BERLIN - Austrian leaders urged their countrymen yesterday not to dismiss the Nazi past as no longer relevant, at a special session of parliament marking the 70th anniversary of the "Anschluss" annexation.

The session was to be followed after nightfall by a silent candle-lit vigil in Heldenplatz (Heroes Square) in the heart of Vienna, where huge crowds once cheered Hitler's return to his homeland at the head of Nazi legions.

On March 12, 1938, tens of thousands of Wehrmacht troops crossed the German border into Austria, sent by Adolf Hitler at the request of the Nazis' Austrian partners, to ensure a smooth takeover.

It was the first step in Nazi Germany's bid to take over most of Europe in WW II, and met with no Austrian resistance. Three days later, Hitler basked in the adoration of hundreds of thousands of cheering Austrians who packed the downtown Vienna square.

These events marked the beginning of Austria's Nazi period, during which it supplied officers and soldiers to the SS forces and supported the German war effort. They also ended Jewish life in Austria. The country's 200,000 Jews were violently cast out of public life, their property confiscated, tens of thousands forced to flee penniless, and some 65,000 murdered in concentration camps.

Some 80,000 candles were to be lit in Heldenplatz, representing each Austrian killed under Nazi tyranny - including the 65,000 Jews.

The Austrian leaders' public contrition reawakened the discussion about the extent to which Austrians were victims of Nazism or willing accomplices. Most Austrians now agree, after decades of denial, that they were deeply complicit in the Nazi machinery of war and genocide.
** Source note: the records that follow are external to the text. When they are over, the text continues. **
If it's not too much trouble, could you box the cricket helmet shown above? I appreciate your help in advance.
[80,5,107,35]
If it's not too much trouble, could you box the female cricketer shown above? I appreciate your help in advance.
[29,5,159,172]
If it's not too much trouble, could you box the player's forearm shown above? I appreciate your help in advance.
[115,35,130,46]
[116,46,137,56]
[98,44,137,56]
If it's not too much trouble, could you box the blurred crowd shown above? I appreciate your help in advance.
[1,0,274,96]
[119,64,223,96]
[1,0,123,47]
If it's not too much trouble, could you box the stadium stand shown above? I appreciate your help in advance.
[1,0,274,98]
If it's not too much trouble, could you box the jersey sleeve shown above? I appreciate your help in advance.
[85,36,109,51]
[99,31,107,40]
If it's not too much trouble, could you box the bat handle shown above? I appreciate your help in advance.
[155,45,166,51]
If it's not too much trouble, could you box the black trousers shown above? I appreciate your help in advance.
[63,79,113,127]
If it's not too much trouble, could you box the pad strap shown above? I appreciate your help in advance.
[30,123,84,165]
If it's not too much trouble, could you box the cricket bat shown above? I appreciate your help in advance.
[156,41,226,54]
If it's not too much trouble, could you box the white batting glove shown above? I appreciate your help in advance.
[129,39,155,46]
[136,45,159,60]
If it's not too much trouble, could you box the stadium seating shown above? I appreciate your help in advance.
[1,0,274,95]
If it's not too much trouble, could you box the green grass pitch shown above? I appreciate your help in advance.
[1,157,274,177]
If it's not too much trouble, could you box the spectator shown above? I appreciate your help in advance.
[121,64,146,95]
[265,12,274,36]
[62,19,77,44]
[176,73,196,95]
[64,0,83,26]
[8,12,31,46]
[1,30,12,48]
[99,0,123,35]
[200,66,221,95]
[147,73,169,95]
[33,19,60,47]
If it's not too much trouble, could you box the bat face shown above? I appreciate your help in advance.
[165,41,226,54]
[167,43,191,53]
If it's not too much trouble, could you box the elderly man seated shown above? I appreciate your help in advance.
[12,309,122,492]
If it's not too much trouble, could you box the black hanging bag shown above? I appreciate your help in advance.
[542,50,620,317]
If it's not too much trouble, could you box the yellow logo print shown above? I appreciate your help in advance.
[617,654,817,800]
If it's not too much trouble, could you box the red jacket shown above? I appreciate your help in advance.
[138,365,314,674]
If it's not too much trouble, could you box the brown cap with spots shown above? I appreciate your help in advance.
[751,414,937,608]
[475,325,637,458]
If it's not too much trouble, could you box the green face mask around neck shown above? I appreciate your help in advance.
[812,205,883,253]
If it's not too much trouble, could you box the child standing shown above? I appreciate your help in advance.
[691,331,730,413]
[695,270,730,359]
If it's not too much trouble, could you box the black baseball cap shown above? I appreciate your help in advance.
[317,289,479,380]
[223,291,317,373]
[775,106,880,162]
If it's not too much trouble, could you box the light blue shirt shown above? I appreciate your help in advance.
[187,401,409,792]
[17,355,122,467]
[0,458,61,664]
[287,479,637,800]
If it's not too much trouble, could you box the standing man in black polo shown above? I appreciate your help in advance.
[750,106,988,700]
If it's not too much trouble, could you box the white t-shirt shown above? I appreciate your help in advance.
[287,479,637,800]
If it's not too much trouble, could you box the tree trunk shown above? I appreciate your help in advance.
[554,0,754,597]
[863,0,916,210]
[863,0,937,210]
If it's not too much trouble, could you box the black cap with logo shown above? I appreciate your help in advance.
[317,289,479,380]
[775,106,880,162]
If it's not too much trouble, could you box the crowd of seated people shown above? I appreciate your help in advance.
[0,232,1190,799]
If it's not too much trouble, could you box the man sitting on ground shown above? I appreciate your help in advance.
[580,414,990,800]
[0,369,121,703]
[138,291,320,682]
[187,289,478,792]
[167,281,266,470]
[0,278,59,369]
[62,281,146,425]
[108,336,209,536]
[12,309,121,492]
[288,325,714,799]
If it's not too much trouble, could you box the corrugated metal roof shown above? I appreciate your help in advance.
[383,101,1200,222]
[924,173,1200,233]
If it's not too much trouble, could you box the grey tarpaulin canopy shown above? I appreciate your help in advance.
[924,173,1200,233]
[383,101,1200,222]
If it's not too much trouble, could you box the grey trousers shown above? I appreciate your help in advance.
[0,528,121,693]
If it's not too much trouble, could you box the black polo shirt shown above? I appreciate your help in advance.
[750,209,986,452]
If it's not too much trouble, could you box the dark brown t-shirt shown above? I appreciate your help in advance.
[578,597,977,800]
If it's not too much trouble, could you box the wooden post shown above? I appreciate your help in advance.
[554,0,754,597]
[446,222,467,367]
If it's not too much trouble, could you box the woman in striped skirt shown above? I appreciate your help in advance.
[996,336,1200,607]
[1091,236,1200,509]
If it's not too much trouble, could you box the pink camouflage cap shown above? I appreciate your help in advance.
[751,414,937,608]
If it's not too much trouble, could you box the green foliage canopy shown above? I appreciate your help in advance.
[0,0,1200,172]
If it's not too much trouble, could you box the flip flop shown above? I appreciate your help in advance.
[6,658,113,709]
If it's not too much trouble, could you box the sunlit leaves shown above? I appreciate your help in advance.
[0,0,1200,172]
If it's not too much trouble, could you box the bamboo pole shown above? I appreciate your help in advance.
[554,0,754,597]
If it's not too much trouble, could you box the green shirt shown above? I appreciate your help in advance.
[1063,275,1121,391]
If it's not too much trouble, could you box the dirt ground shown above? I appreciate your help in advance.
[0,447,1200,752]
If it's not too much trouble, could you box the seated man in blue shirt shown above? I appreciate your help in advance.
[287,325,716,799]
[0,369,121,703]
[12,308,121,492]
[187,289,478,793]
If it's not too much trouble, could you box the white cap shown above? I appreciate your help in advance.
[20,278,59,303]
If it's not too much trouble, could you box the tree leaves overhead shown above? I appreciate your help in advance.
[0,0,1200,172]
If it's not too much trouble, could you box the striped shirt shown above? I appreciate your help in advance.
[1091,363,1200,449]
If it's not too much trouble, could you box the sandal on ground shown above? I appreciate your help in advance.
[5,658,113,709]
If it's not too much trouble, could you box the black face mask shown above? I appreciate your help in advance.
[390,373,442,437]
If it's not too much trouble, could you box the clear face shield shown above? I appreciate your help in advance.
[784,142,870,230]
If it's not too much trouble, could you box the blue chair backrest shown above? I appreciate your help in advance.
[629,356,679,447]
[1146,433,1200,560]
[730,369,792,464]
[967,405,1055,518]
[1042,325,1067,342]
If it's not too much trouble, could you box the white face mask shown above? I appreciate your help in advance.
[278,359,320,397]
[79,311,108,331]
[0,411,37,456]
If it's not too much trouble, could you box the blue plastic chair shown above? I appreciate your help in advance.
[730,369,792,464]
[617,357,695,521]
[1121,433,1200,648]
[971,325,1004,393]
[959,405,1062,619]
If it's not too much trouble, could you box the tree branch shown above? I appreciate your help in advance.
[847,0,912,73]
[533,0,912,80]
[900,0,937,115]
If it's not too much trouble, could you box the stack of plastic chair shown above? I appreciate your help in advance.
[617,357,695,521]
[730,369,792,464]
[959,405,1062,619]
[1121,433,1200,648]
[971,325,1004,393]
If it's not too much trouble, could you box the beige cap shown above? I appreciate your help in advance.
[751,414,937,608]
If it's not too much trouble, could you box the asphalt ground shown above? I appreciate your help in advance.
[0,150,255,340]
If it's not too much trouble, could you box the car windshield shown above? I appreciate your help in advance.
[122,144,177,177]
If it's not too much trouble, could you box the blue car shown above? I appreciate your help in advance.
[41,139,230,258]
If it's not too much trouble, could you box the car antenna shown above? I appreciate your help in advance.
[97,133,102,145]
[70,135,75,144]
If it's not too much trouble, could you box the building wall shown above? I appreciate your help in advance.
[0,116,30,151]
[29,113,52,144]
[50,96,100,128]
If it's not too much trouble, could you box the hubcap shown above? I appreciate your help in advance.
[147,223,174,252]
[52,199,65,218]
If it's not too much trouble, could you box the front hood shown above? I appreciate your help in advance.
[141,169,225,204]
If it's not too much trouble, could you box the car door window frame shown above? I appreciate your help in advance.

"We cannot draw a line under the past because the events of 1938-'45 retain resonance today," said parliament President Barbara Prammer, referring to polls in which 60 percent of Austrians were weary of talk about the past. A quarter of those age 14 to 24 still yearned for a "strong leader," the poll found.

The post-war position that Austrians were victims of Hitler had proven to be "a fiction of history", she said. But Austria only "belatedly acknowledged injustices" done in its name by agreeing to a reparations fund for Jews within the past decade.

Chancellor Alfred Gusenbauer and President Heinz Fischer presided over the special parliamentary session of soul-searching speeches about Hitler's annexation of Austria - a decidedly dark chapter in the nation's history.

Gusenbauer said no amount of restitution would ever make amends. "No compensation can ever diminish the wrong that the Nazis did to our Jewish fellow citizens," he said, adding: "No payoff can undo the inexcusable."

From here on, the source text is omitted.